When the weather turns a bit warmer, it's natural to move from heavier and heartier dishes such as red-sauce pastas and beef stews to lighter entrees such as this recipe. This dish is still satisfying as a hot meal, but reminds of us spring and soon-to-be summer nights. 

Springtime Pasta
3 T butter
1 medium shallot, minced
2 cloves garlic, minced
2 oz. prosciutto, sliced thin, chopped in chunky pieces
½ cup white wine (or chicken broth)
Juice of half a lemon
1 tsp. lemon zest
Freshly ground black pepper
1 lb. asparagus, ends trimmed, sliced into 2” pieces
1 lb. dried fettuccine or dried pasta of your choice
½ cup grated Parmesan cheese
Drizzle of olive oil 

In a large non-stick pan, melt butter. Add shallot and garlic and sauté on low for 5 minutes. Add prosciutto and cook on low for a few minutes more.
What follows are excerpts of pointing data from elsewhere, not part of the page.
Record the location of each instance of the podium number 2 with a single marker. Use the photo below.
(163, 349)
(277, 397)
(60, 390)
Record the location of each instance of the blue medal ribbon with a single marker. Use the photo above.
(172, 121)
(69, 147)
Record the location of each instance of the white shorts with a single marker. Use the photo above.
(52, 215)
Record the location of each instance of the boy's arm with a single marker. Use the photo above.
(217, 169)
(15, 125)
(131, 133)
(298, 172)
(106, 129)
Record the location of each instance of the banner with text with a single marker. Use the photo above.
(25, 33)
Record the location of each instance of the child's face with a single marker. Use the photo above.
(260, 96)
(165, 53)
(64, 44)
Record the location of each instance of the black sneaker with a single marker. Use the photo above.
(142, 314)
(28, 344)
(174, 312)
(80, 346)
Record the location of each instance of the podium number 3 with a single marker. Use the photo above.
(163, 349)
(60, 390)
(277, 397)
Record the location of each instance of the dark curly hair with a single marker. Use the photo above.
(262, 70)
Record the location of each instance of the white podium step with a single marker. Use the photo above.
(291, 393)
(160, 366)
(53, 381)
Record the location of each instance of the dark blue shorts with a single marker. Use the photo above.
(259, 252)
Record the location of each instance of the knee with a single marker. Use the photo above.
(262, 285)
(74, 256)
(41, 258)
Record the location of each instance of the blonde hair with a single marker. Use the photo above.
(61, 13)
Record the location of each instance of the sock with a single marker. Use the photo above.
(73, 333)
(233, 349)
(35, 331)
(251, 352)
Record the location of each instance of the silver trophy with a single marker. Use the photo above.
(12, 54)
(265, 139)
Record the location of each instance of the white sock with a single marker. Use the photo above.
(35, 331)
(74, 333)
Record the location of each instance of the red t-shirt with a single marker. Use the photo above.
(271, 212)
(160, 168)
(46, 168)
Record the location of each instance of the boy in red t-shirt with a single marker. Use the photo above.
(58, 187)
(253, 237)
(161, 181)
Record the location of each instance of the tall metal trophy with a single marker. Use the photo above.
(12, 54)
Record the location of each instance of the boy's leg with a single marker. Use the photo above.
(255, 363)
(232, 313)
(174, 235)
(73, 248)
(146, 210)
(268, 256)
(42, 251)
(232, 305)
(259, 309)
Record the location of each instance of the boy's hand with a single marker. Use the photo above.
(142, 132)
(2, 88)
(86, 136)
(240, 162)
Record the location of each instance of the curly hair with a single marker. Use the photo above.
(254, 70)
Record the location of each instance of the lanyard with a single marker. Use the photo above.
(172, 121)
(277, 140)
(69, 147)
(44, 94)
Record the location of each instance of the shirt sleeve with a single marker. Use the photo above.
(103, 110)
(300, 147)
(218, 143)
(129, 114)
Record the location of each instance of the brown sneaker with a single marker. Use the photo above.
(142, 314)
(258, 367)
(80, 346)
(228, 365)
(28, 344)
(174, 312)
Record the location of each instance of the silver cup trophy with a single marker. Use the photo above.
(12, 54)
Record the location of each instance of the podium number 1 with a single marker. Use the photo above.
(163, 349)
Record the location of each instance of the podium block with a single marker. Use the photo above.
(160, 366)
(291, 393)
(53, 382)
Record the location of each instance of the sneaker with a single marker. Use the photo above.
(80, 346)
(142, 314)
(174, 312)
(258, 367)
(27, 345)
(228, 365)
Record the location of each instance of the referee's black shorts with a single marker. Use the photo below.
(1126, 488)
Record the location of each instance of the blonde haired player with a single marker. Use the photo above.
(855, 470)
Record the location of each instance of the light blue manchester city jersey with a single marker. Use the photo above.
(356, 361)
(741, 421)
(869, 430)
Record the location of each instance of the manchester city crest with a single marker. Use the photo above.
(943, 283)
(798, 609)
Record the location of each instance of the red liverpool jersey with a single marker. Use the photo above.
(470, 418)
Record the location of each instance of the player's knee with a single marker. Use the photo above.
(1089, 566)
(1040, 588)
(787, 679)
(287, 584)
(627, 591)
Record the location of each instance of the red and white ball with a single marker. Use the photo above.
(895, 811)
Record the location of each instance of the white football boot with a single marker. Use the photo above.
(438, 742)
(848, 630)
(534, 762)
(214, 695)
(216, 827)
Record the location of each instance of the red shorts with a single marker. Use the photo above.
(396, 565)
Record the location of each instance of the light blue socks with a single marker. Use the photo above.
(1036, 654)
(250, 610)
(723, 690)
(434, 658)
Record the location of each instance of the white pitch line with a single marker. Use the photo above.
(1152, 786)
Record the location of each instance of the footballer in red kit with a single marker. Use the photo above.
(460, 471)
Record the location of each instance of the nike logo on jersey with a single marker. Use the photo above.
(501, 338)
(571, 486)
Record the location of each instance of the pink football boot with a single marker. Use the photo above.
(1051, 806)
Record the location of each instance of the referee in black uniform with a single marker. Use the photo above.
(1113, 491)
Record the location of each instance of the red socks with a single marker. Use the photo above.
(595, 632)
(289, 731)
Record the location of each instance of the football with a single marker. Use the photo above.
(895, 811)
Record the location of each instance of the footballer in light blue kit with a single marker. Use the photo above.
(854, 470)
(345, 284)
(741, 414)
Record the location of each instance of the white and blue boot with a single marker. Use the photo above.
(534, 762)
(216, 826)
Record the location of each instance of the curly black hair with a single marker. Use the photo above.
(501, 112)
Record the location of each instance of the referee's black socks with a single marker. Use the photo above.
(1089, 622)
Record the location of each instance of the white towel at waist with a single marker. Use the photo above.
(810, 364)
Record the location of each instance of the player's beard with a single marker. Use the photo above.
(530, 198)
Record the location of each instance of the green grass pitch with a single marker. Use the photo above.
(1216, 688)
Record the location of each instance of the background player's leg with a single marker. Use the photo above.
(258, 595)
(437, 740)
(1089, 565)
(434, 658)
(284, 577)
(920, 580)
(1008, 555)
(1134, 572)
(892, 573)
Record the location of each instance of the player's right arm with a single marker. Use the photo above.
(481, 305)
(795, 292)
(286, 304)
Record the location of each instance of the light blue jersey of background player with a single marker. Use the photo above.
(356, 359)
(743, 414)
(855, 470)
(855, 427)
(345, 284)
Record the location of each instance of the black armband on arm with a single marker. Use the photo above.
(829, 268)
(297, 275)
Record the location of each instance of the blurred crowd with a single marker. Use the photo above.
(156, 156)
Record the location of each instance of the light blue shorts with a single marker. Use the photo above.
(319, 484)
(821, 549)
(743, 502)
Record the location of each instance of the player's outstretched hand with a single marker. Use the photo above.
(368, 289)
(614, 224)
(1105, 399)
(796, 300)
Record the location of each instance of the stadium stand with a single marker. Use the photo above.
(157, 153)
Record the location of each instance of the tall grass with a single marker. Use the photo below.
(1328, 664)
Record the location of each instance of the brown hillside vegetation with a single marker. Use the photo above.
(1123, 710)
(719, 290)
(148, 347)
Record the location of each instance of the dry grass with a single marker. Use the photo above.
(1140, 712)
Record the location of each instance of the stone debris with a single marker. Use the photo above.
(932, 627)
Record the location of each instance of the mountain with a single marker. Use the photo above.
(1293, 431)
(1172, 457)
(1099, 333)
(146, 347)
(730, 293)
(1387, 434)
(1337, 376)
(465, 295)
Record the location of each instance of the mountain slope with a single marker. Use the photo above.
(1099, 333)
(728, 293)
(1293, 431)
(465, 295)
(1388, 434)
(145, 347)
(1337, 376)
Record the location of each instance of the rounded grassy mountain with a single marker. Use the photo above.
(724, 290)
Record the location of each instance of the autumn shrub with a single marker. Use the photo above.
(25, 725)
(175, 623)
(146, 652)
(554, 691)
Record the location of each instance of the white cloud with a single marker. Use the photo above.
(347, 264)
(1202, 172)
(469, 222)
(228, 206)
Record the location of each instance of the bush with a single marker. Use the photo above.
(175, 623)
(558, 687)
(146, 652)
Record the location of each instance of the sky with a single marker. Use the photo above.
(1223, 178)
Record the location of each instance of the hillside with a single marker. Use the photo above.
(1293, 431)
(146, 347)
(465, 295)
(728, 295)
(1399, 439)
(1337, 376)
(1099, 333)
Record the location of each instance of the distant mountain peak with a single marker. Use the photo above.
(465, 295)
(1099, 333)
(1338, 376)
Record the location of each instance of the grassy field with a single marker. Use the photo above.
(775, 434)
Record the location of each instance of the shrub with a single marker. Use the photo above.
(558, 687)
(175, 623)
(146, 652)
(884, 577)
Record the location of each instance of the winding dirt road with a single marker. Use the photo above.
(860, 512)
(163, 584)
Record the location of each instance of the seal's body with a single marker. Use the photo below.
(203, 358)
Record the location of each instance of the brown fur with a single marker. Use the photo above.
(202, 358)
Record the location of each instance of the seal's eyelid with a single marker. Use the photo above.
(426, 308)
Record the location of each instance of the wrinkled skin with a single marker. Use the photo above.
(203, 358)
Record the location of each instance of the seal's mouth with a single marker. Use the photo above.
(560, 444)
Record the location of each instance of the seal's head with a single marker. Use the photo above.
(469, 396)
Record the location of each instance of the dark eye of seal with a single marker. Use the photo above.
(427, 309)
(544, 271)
Add wine (or chicken broth), lemon juice and zest, freshly ground pepper and let simmer on very low heat.

Meanwhile, bring a large pot of salted water to boil. Add asparagus and cook for about 2 minutes until bright green and cooked, but still crisp. Remove from water with a slotted spoon. Set aside.

Cook pasta in boiling water until al dente. Drain, remembering to reserve about one cup of the pasta water.

To assemble:  In large pasta bowl, add cooked fettuccine. Drizzle with a small amount of olive oil and toss.  Add prosciutto mixture, asparagus and Parmesan cheese and toss gently.  Add small amounts of the hot pasta water until a desired moistness is achieved.

Serve immediately. Makes 4 hearty servings.